Londyński dom aukcyjny Sotheby's mimo prośby Ministerstwa Kultury i Dziedzictwa Narodowego nie wycofa z jutrzejszej licytacji obrazu Henryka Siemiradzkiego "Taniec wśród mieczów". Dziennikarz RMF FM Bogdan Frymorgen zwrócił się z prośba o komentarz do biura prasowego Sotheby's, a w odpowiedzi otrzymał pisemny komunikat.

Z komunikatu wynika, że dyrekcja domu aukcyjnego Sotheby’s nie uważa, że obraz Siemiradzkiego można zaliczyć do strat  wojennych. Obraz był w Polsce jeszcze przez kilkadziesiąt lat po wojnie, a ponieważ - jak napisano - jego właściciele opuścili kraj legalnie, Sotheby’s uważa, że obraz wywieziony został w ten sam sposób. 

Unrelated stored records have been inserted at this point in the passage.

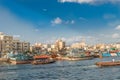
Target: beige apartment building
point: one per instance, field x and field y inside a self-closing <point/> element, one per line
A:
<point x="25" y="46"/>
<point x="8" y="44"/>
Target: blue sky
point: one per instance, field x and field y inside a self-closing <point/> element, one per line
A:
<point x="96" y="21"/>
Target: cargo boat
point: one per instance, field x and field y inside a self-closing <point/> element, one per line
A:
<point x="42" y="59"/>
<point x="14" y="61"/>
<point x="108" y="63"/>
<point x="74" y="58"/>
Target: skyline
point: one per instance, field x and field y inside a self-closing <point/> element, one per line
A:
<point x="70" y="20"/>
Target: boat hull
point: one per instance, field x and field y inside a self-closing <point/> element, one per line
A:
<point x="35" y="62"/>
<point x="19" y="62"/>
<point x="105" y="64"/>
<point x="73" y="59"/>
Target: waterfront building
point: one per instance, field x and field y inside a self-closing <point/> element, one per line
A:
<point x="59" y="45"/>
<point x="6" y="42"/>
<point x="17" y="46"/>
<point x="36" y="48"/>
<point x="25" y="46"/>
<point x="79" y="45"/>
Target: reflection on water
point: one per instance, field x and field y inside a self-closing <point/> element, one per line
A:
<point x="61" y="70"/>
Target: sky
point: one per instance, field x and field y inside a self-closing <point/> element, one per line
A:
<point x="95" y="21"/>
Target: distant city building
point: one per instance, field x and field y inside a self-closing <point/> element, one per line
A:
<point x="79" y="45"/>
<point x="37" y="47"/>
<point x="7" y="44"/>
<point x="59" y="45"/>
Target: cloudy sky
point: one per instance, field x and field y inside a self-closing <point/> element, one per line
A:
<point x="96" y="21"/>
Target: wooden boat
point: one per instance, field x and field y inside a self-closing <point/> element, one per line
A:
<point x="42" y="59"/>
<point x="74" y="58"/>
<point x="108" y="63"/>
<point x="20" y="62"/>
<point x="4" y="60"/>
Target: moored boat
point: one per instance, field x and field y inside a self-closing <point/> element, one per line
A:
<point x="108" y="63"/>
<point x="42" y="59"/>
<point x="14" y="61"/>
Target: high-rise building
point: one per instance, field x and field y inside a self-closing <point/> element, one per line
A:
<point x="6" y="42"/>
<point x="25" y="46"/>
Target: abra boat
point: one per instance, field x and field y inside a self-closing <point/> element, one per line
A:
<point x="108" y="63"/>
<point x="42" y="59"/>
<point x="20" y="58"/>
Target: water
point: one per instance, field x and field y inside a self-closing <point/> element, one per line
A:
<point x="60" y="70"/>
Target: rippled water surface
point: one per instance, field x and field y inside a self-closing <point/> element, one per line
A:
<point x="61" y="70"/>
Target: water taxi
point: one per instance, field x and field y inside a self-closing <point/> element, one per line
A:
<point x="108" y="63"/>
<point x="42" y="59"/>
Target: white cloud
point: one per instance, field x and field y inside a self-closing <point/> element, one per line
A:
<point x="83" y="19"/>
<point x="44" y="9"/>
<point x="11" y="24"/>
<point x="118" y="27"/>
<point x="90" y="1"/>
<point x="115" y="35"/>
<point x="72" y="22"/>
<point x="109" y="16"/>
<point x="56" y="21"/>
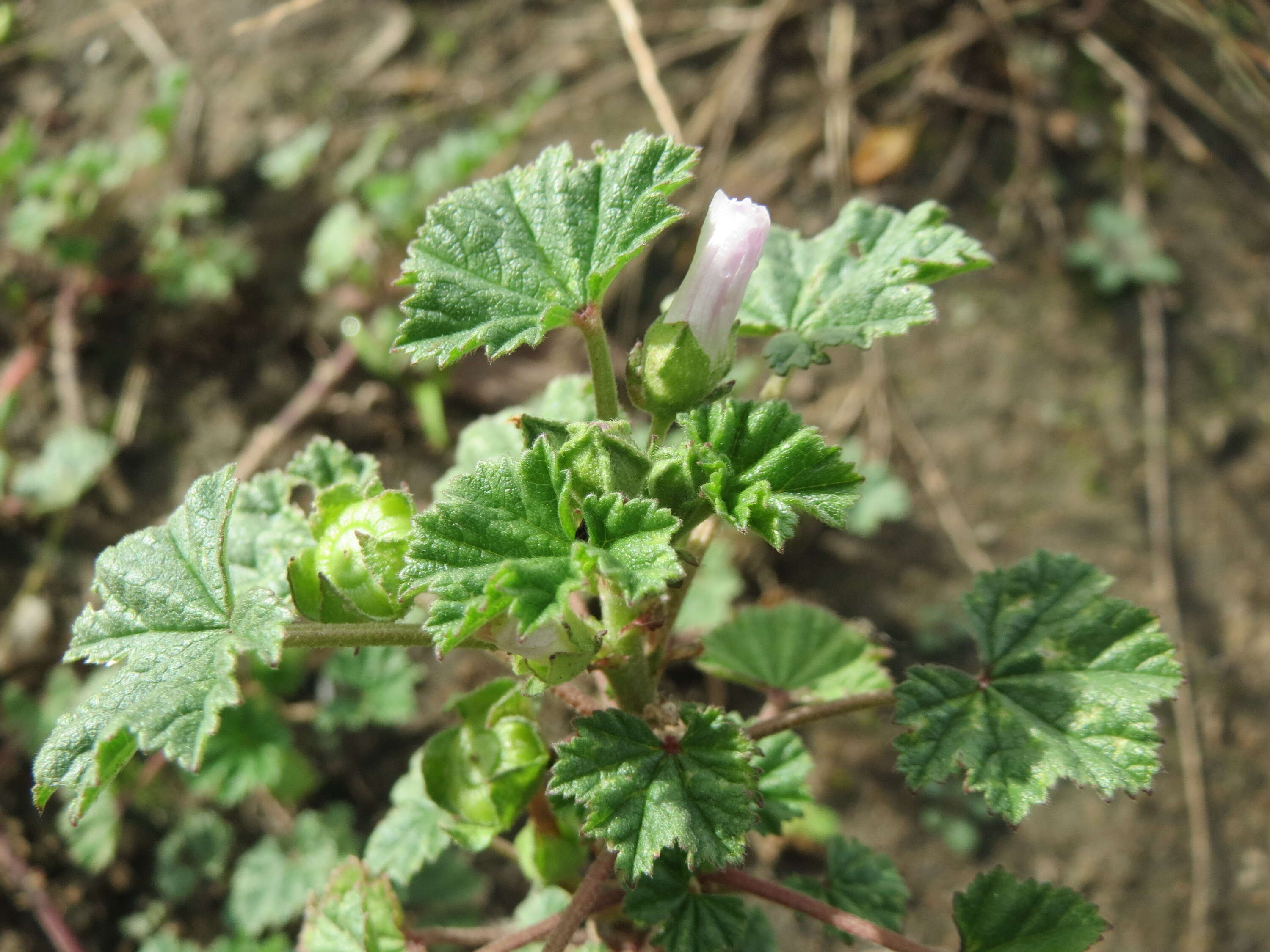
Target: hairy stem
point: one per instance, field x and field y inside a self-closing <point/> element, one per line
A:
<point x="814" y="908"/>
<point x="356" y="635"/>
<point x="602" y="380"/>
<point x="816" y="713"/>
<point x="582" y="904"/>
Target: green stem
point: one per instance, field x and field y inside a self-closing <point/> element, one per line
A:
<point x="602" y="380"/>
<point x="356" y="635"/>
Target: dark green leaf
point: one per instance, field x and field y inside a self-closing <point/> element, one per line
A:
<point x="1002" y="914"/>
<point x="172" y="625"/>
<point x="644" y="794"/>
<point x="861" y="278"/>
<point x="505" y="261"/>
<point x="1068" y="680"/>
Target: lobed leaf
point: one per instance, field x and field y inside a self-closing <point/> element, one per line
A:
<point x="1068" y="680"/>
<point x="646" y="794"/>
<point x="999" y="913"/>
<point x="861" y="278"/>
<point x="172" y="625"/>
<point x="757" y="466"/>
<point x="505" y="261"/>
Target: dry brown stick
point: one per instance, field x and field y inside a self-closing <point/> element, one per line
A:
<point x="63" y="338"/>
<point x="327" y="374"/>
<point x="1155" y="424"/>
<point x="26" y="883"/>
<point x="807" y="714"/>
<point x="583" y="902"/>
<point x="814" y="908"/>
<point x="272" y="17"/>
<point x="936" y="487"/>
<point x="646" y="68"/>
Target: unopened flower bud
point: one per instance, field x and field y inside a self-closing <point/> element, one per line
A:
<point x="689" y="351"/>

Dokumenty przedstawione przez polską stronę nie podważyły - jak poinformowano dziennikarza RMF FM - tej tezy. Rzecznik domu akcyjnego podkreślił zarazem, że od 1997 roku w Sotheby’s działa specjalny departament zajmujący się dziełami sztuki zrabowanymi przez nazistów i współpracuje z ludźmi, którzy zostali w ten sposób pokrzywdzeni.

Zatem licytacja należącego do prywatnego niemieckiego właściciela obrazu odbędzie się jutro. To część aukcji szerszej kolekcji obrazów rosyjskich. Wystawiający twierdzi, że obraz nabyli jego rodzice w latach 60. 

MKiDN: Jest prawdopodobne, że obraz Siemiradzkiego opuścił Polskę niezgodnie z prawem

"Obraz "Taniec wśród mieczów" był prezentowany w Towarzystwie Zachęty Sztuk Pięknych w Warszawie na wystawie monograficznej Henryka Siemiradzkiego latem 1939 r. jako własność p. Anny Szretterowej. Wystawa planowo miała trwać do końca września jednak w wyniku wybuchu II wojny światowej oraz okupacji niemieckiej obiekty zostały zabezpieczone przez władze niemieckie i przewiezione do gmachu Muzeum Narodowego w Warszawie" - napisało w komunikacie Ministerstwo Kultury i Dziedzictwa Narodowego. 
 
Jak poinformowano, w wyniku dodatkowych kwerend archiwalnych prowadzonych przez Wydział Strat Wojennych ustalono, że obraz 18 listopada 1939 r. został odebrany za zgodą władz niemieckich z Muzeum Narodowego w Warszawie przez Annę Szretter, jego ówczesną właścicielkę. "Losy obiektu od tego momentu aż do 24 marca 1953 r. pozostają nieznane. Nieznane także są okoliczności wejścia w posiadanie obrazu przez osobę prywatną, która 24 marca 1953 r. zarejestrowała obiekt w rejestrze zabytków ruchomych na podstawie dekretu z dnia 1 marca 1946 r. o rejestracji i zakazie wywozu dzieł sztuki plastycznej oraz przedmiotów o wartości artystycznej, historycznej lub kulturalnej. Zgodnie z tym zapisem obraz ten nie mógł zostać wywieziony poza granicę Polski. Co ważne, przy tym obiekcie nie ma naniesionych jakichkolwiek uwag mogących świadczyć o zmianie właściciela bądź wykreśleniu obiektu z Rejestru Zabytków Ruchomych. Takie zapisy, pojawiają się w rubryce "Uwagi" w przypadku innych obiektów, których status prawny zmienił się na przestrzeni lat" - podkreślono. 
 
"Resort kultury, 6 listopada, wystąpił do Sotheby’s o wycofanie obrazu z aukcji, nie posiadając wówczas jeszcze informacji dotyczących powojennych losów obiektu. Brak informacji dotyczących okoliczności nabycia obrazu przez obecnego posiadacza oraz fakt, że obraz na podstawie obecnie posiadanych przez ministerstwo informacji został wywieziony z Polski bez stosownego pozwolenia, przemawia za tym, że obiekt obciążany jest wadą prawną. Dom aukcyjny został poinformowany o tym fakcie 23 listopada i ponownie poproszony o wycofanie obrazu z aukcji do wyjaśnienia wszystkich wątpliwości. Niestety dom aukcyjny nie przychylił się do prośby ministerstwa, argumentując swoją decyzję brakiem dostatecznych dowodów ze strony polskiej, nie przedstawił jednak żadnych dokumentów poświadczających legalny wywóz z Polski czy danych posiadacza, które pozwoliłyby stronie polskiej na zweryfikowanie legalności wywozu" - czytamy w komunikacie. 
 
"W związku z tym, że istnieje duże prawdopodobieństwo, iż płótno Siemiradzkiego opuściło Polskę niezgodnie z prawem, resort kultury nie ustaje w staraniach o potwierdzenie tego faktu i powstrzymanie aukcji obrazu" - stwierdziło MKiDN.